This provides a hash array mapped set, based on the well known hash array mapped trie.
It utilizes a struct encoding for compactness:
public struct SimpleSet<T> : IEnumerable<T>
{
// 1. when children != null, then either a collision node or an internal set node
// a. collision nodes have bitmap == 0
// b. internal nodes have bitmap != 0
// 2. when children is null, then either an empty tree or a leaf node
// a. empty trees have bitmap == 0
// b. leaf nodes have bitmap == IS_LEAF (or really, any non-zero value)
uint bitmap;
T value;
SimpleSet<T>[] children;
...
}
A unique property of this struct encoding is that single-element sets are just as fast and compact as inlining the value itself into its enclosing context, at least when T is a reference type. For instance, if you have a field of type T, a field of type SimpleSet<T> containing a single value is just as compact and efficient.

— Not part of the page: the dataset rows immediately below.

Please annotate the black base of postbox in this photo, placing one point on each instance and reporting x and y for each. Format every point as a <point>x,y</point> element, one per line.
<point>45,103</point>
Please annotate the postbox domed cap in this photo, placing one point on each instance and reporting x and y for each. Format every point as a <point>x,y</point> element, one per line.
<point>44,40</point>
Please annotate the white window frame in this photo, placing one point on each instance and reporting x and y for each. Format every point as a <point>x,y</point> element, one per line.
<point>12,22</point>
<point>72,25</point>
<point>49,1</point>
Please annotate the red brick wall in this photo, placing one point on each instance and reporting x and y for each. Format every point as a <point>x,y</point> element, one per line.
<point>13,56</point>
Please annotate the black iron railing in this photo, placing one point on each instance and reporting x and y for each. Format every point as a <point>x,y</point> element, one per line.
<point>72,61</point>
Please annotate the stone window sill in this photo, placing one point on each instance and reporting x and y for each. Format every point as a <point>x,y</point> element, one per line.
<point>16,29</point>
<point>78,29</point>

I plan to add a few variants and benchmark them against each other to see which one is truly more compact and efficient overall:
- Change the "T value" field to "T[] values". In this encoding, if children and values are both null, then the set is empty; if children is not null, then bitmap encodes the entries in children; if values is not null, then the tree is height 1 and bitmap encodes the entries in values, and when we add an element to an index that has an entry, we promote the whole node into the children array.

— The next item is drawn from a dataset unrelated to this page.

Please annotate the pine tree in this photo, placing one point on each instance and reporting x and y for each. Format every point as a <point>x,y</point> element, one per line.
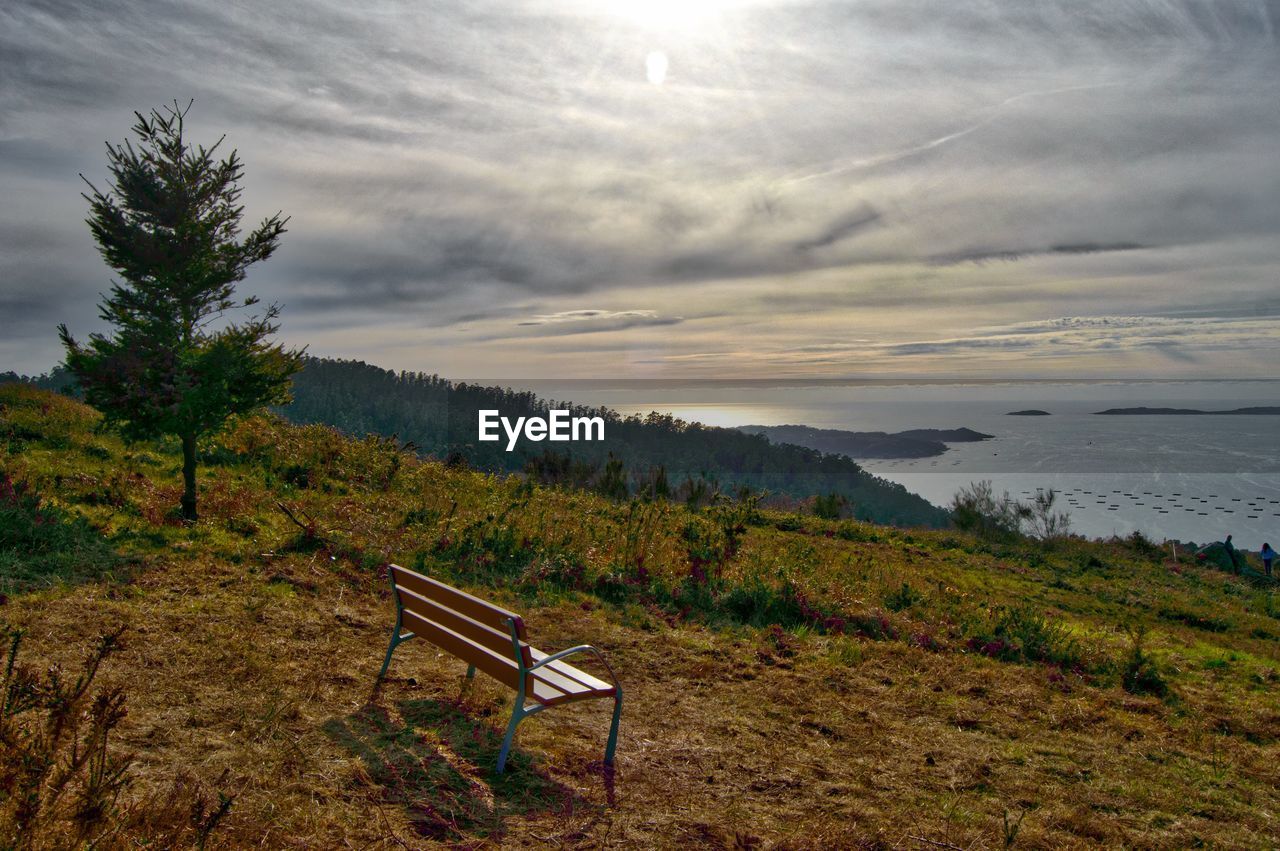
<point>169,225</point>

- Take the encoding in #1, and note that we can inline the T[] array one level up the tree if we keep separate bitmaps for values and children. So subtrees with only a single value are kept in the values array, until a new value is added at which point we promote it to the children array. This is essentially the representation which Jules Jacobs devised that is used in Sasa's trie [1]. It's much more compact for large trees because there are many more leaves than internal nodes, and leaves are encoded as T[] instead of Set<T>[], which has many unused headers. With a suitable encoding using generics, we can compact this even further for the final level of the tree.
[1] https://sourceforge.net/p/sasa/code/ci/default/tree/Sasa.Collections/Trie.cs
LGPL v2.1